多个同时的HTTP请求

Question

I'm trying to take a list of items and check for their status change based on certain processing by the API. 我正在尝试获取项目列表，并根据API的某些处理检查其状态更改。 The list will be manually populated and can vary in number to several thousand. 该列表将手动填充，并且数量可能会变化到数千个。

I'm trying to write a script that makes multiple simultaneous connections to the API to keep checking for the status change. 我正在尝试编写一个脚本，该脚本使多个同时连接到API，以继续检查状态更改。 For each item, once the status changes, the attempts to check must stop. 对于每一项，一旦状态改变，就必须停止检查尝试。 Based on reading other posts on Stackoverflow (Specifically, What is the fastest way to send 100,000 HTTP requests in Python? ), I've come up with the following code. 基于阅读Stackoverflow上的其他文章（具体地说，用Python发送100,000个HTTP请求的最快方法是什么？
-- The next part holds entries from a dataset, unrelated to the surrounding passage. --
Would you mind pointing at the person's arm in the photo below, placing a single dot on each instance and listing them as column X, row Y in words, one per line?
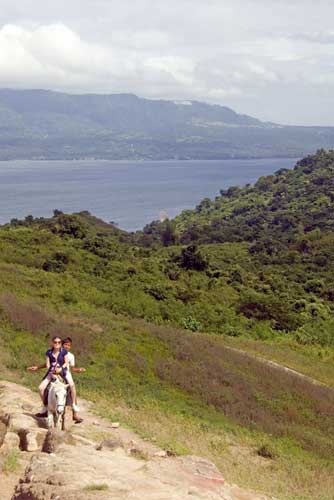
column 36, row 367
column 78, row 370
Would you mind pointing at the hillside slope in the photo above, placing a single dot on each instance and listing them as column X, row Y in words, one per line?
column 97, row 460
column 46, row 124
column 153, row 316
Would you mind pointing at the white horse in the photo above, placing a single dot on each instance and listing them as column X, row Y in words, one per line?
column 57, row 404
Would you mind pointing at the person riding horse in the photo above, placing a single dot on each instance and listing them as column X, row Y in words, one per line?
column 57, row 363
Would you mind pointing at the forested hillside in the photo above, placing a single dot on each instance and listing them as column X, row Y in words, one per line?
column 256, row 261
column 41, row 124
column 153, row 315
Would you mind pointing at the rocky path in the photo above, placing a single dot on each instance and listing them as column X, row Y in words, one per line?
column 96, row 460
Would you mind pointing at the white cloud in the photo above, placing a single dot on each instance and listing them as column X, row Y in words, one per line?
column 267, row 58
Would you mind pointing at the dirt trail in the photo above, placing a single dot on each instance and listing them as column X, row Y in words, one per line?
column 96, row 460
column 278, row 366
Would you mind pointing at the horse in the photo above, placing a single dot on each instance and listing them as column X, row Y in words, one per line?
column 57, row 404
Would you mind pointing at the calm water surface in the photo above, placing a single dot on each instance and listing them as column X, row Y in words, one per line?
column 127, row 192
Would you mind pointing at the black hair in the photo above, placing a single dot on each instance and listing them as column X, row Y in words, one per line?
column 68, row 340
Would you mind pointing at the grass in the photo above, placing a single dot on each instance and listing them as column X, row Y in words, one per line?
column 163, row 383
column 314, row 361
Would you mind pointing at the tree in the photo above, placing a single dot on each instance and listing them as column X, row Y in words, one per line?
column 191, row 258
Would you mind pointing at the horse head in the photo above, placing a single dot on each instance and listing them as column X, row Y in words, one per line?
column 60, row 395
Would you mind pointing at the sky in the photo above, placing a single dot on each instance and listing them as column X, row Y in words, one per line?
column 272, row 59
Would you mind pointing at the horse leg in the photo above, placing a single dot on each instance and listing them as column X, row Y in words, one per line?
column 50, row 419
column 63, row 419
column 55, row 420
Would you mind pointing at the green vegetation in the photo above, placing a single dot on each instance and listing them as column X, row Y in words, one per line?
column 154, row 315
column 40, row 124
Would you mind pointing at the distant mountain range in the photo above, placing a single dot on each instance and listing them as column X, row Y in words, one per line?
column 42, row 124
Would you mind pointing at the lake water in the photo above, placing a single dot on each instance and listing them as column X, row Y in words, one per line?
column 129, row 193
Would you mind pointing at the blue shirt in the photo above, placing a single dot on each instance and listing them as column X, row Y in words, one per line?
column 56, row 362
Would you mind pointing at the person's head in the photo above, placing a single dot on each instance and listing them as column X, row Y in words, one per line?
column 56, row 342
column 67, row 343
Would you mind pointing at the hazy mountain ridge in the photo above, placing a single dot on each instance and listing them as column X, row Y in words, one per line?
column 53, row 125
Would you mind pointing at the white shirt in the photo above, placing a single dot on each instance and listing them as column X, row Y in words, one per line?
column 71, row 360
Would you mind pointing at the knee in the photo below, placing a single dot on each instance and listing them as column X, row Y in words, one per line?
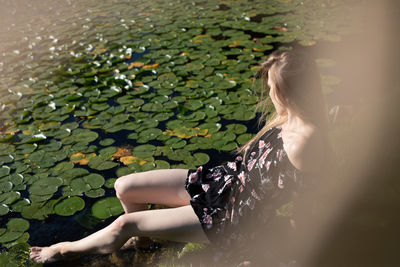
column 124, row 225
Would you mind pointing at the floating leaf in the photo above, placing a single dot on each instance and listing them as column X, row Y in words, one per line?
column 107, row 142
column 244, row 138
column 110, row 182
column 144, row 151
column 45, row 186
column 17, row 225
column 93, row 193
column 69, row 206
column 100, row 164
column 38, row 210
column 4, row 209
column 4, row 170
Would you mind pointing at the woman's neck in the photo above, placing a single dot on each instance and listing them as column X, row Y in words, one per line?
column 294, row 122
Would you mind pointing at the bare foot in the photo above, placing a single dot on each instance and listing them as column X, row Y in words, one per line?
column 47, row 254
column 137, row 243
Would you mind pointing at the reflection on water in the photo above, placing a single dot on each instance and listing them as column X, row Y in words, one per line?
column 73, row 49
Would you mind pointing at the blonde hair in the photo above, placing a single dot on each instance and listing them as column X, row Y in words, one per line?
column 298, row 87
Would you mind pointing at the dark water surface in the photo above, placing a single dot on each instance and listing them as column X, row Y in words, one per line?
column 60, row 63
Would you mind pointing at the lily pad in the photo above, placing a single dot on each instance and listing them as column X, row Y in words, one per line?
column 4, row 170
column 69, row 206
column 107, row 142
column 4, row 209
column 18, row 225
column 97, row 163
column 93, row 193
column 46, row 186
column 244, row 138
column 107, row 207
column 110, row 182
column 144, row 151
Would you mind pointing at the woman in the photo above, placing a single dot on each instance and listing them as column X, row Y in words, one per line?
column 222, row 205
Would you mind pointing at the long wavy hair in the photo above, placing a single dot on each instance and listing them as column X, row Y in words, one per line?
column 298, row 87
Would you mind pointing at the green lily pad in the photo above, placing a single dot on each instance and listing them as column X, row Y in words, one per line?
column 9, row 197
column 211, row 127
column 110, row 182
column 107, row 142
column 94, row 180
column 45, row 186
column 237, row 128
column 81, row 135
column 10, row 236
column 62, row 167
column 97, row 163
column 4, row 209
column 197, row 159
column 6, row 186
column 4, row 171
column 107, row 207
column 122, row 171
column 6, row 159
column 93, row 193
column 69, row 206
column 244, row 138
column 18, row 225
column 144, row 151
column 16, row 178
column 38, row 210
column 193, row 105
column 8, row 138
column 107, row 152
column 18, row 205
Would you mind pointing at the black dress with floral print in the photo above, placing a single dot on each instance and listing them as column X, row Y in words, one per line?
column 239, row 199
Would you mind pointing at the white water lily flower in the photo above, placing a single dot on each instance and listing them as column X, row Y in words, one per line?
column 116, row 89
column 40, row 136
column 52, row 105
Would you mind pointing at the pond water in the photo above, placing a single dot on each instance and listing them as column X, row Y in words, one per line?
column 93, row 90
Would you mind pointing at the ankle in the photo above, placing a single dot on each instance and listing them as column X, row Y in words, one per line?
column 62, row 248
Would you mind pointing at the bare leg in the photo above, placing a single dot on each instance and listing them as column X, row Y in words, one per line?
column 157, row 187
column 165, row 187
column 176, row 224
），我得出了以下代码。 But the script always stops after processing the list once. 但是脚本总是在处理完列表后停止。 What am I doing wrong? 我究竟做错了什么？

One additional issue that I'm facing is that the keyboard interrup method never fires (I'm trying with Ctrl+C but it does not kill the script. 我面临的另一个问题是，键盘插入方法永远不会触发（我正在尝试使用Ctrl + C，但是它不会终止脚本。

from urlparse import urlparse
from threading import Thread
import httplib, sys
from Queue import Queue

requestURLBase = "https://example.com/api"
apiKey = "123456"

concurrent = 200

keepTrying = 1

def doWork():
    while keepTrying == 1:
        url = q.get()
        status, body, url = checkStatus(url)
        checkResult(status, body, url)
        q.task_done()

def checkStatus(ourl):
    try:
        url = urlparse(ourl)
        conn = httplib.HTTPConnection(requestURLBase)
        conn.request("GET", url.path)
        res = conn.getresponse()
        respBody = res.read()
        conn.close()
        return res.status, respBody, ourl #Status can be 210 for error or 300 for successful API response
    except:
        print "ErrorBlock"
        print res.read()
        conn.close()
        return "error", "error", ourl

def checkResult(status, body, url):
    if "unavailable" not in body:
        print status, body, url
        keepTrying = 1
    else:
        keepTrying = 0

q = Queue(concurrent * 2)
for i in range(concurrent):
    t = Thread(target=doWork)
    t.daemon = True
    t.start()
try:
    for value in open('valuelist.txt'):
        fullUrl = requestURLBase + "?key=" + apiKey + "&value=" + value.strip() + "&years="
        print fullUrl
        q.put(fullUrl)
    q.join()
except KeyboardInterrupt:
    sys.exit(1)

I'm new to Python so there could be syntax errors as well... I'm definitely not familiar with multi-threading so perhaps I'm doing something else wrong as well. 我是Python的新手，所以可能还会出现语法错误...我绝对不熟悉多线程，所以也许我也在做其他错误。

Answer 1

In the code, the list is only read once. 在代码中，列表仅被读取一次。 Should be something like 应该是这样的

try:
    while True:
        for value in open('valuelist.txt'):
            fullUrl = requestURLBase + "?key=" + apiKey + "&value=" + value.strip() + "&years="
            print fullUrl
            q.put(fullUrl)
        q.join()

For the interrupt thing, remove the bare except line in checkStatus or make it except Exception . 对于中断事件，请除去checkStatus中的裸except行或使其成为except Exception except行。 Bare excepts will catch all exceptions, including SystemExit which is what sys.exit raises and stop the python process from terminating. 仅有的例外项将捕获所有异常，包括sys.exit引发的SystemExit并阻止python进程终止。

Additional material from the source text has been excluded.